Manola Elegante Matches

from the December 12, 2010 Newsletter issued from Hacienda Chichen Resort beside Chichén Itzá Ruins, central Yucatán, MÉXICO; limestone bedrock, elevation ~39m (~128ft), ~N18.52°, ~W95.15°
MANOLA ELEGANTE MATCHES

One agreeable feature of living simply is that the world forever astonishes with small, commonplace miracles. In my current life, usually this process begins even before the sun rises, as I set about lighting a hut campfire for tea water. That's when I'm always struck by the wonder of how fire can arise from a match, and how the light from a single little match illuminates the whole hut.

First, there's match chemistry to think about. I use safety matches, which means that the heads mainly contain sulfur, plus usually there's potassium chlorate, powdered glass, colorants, fillers, and a binder of glue and starch. The potassium chlorate serves as the "oxidizing agent," which here means that when it's heated it'll release oxygen, which will feed the growing fire. The matchbox's striking surface consists of powdered glass or silica, red phosphorus, binder and filler.

When a match strikes the box, glass-on-glass friction creates enough heat to convert a tiny amount of red phosphorus into white phosphorus vapor. White phosphorus vapor ignites spontaneously in air, and on the match head its heat induces the potassium chlorate to liberate oxygen, feeding the combustion until the sulfur itself starts burning, and that ignites the match's wood.

What an elegant, neatly thought-out system, and often I wonder how the person felt who first visualized the whole sequence of events, made a test match, then struck it and watched it burst into flame.

Often the first thing illuminated by the flash of my day's first struck match is the matchbox in my hand. In Mexico, in any ma and pa store from coast to coast, if you ask for matches, you're always sold the same thing. You get a prim little yellow box inside which a dainty cardboard tray slides in and out holding fifty matches.
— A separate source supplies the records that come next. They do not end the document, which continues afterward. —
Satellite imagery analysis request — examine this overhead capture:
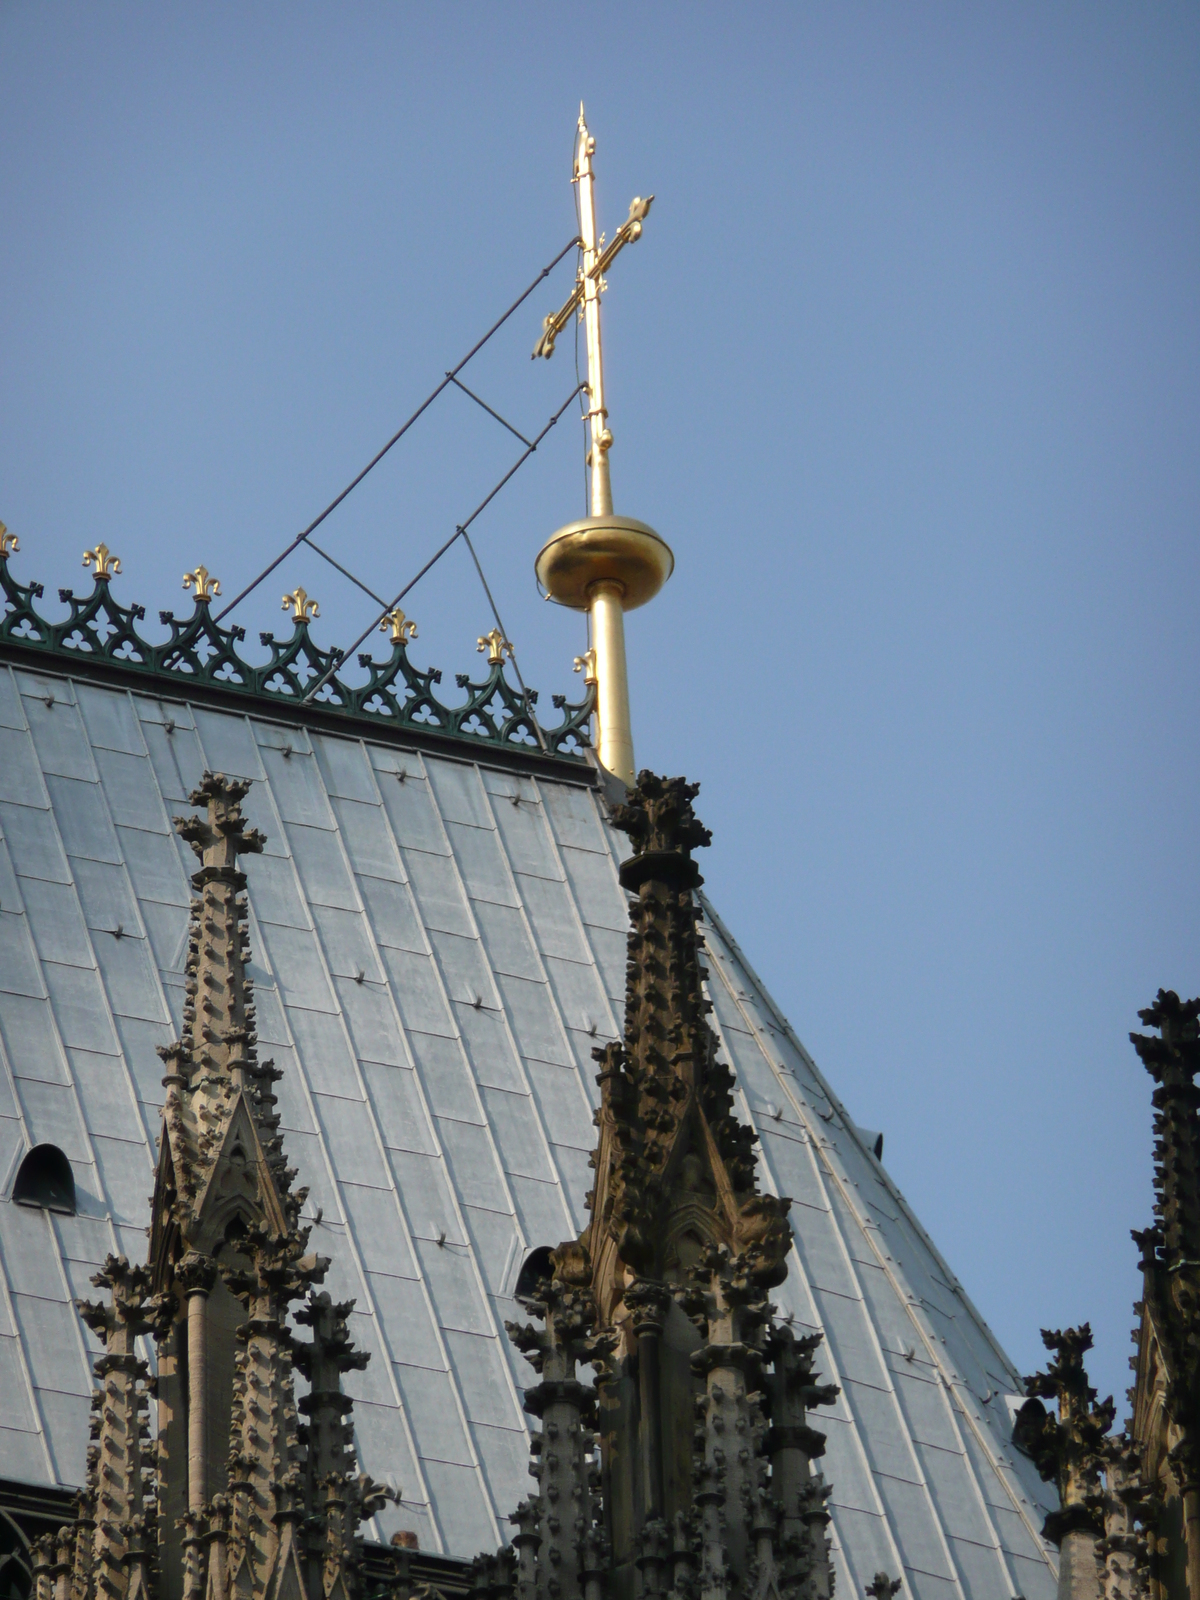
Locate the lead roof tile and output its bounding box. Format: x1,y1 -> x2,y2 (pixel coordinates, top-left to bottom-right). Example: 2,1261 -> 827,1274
259,748 -> 336,831
41,962 -> 123,1052
1,800 -> 72,883
311,1094 -> 392,1190
258,923 -> 337,1011
459,1204 -> 520,1298
442,1327 -> 524,1431
340,1184 -> 420,1277
312,735 -> 379,804
478,1086 -> 557,1185
473,899 -> 541,981
22,696 -> 95,782
384,952 -> 455,1038
418,1457 -> 498,1558
540,783 -> 608,853
359,876 -> 427,954
403,1034 -> 478,1125
32,1386 -> 89,1486
76,685 -> 145,756
435,1116 -> 511,1214
494,972 -> 572,1068
67,1049 -> 144,1143
443,820 -> 516,908
90,748 -> 169,831
332,796 -> 405,880
505,1171 -> 574,1250
425,762 -> 495,831
192,709 -> 265,780
454,1003 -> 525,1094
360,1062 -> 437,1156
541,952 -> 615,1042
0,727 -> 49,807
43,775 -> 121,864
288,823 -> 358,909
387,1147 -> 467,1248
490,798 -> 560,880
403,849 -> 475,938
377,767 -> 449,856
361,1273 -> 443,1370
0,668 -> 27,728
334,977 -> 406,1065
8,1077 -> 89,1162
0,909 -> 48,1001
411,1235 -> 492,1337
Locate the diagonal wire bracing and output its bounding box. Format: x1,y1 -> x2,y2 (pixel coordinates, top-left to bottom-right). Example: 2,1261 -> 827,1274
210,233 -> 581,627
299,381 -> 585,709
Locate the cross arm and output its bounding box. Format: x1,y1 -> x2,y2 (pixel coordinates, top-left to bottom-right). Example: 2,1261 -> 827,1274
532,194 -> 654,360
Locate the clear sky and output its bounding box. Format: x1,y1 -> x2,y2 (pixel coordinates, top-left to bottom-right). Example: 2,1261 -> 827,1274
2,3 -> 1197,1411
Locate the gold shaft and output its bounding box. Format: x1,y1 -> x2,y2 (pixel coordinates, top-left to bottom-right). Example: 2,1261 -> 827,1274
576,112 -> 613,518
590,579 -> 634,786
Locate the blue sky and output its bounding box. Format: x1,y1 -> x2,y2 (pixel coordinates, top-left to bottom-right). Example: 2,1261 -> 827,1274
2,3 -> 1197,1409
Someone in Mexico must have the monopoly on matches, but those fifty matches cost just one peso, or about nine US cents, so you wonder who'd want a monopoly like that. You can see two boxes above.

The matches are "Manola Elegante" brand and I think I can remember them from back in the 60s. Every box's front portrays the head of a young, European-type woman wearing a flowery traditional headdress, with a look on her face unsettlingly dreamy or maybe even ecstatic. On the box's reverse side there's a doll dressed in a pretty, traditional costume typical of one Mexican state or another. If you buy several boxes probably they'll all show Manola in different headdresses, and dolls wearing costumes from different states. There's not a word of advertising on the boxes. The matches themselves are excellent, lighting more dependably than their US counterparts.

So, after a jog beneath the stars, start the day with a Manola Elegante flash in the darkness, the campfire's flame slowly ordering itself, then the mug of steamy lemongrass or spearmint tea. Outside the hut, gradually dawn comes on. Then there's dew in spider webs, motmots croaking through the fog, the day's first butterfly.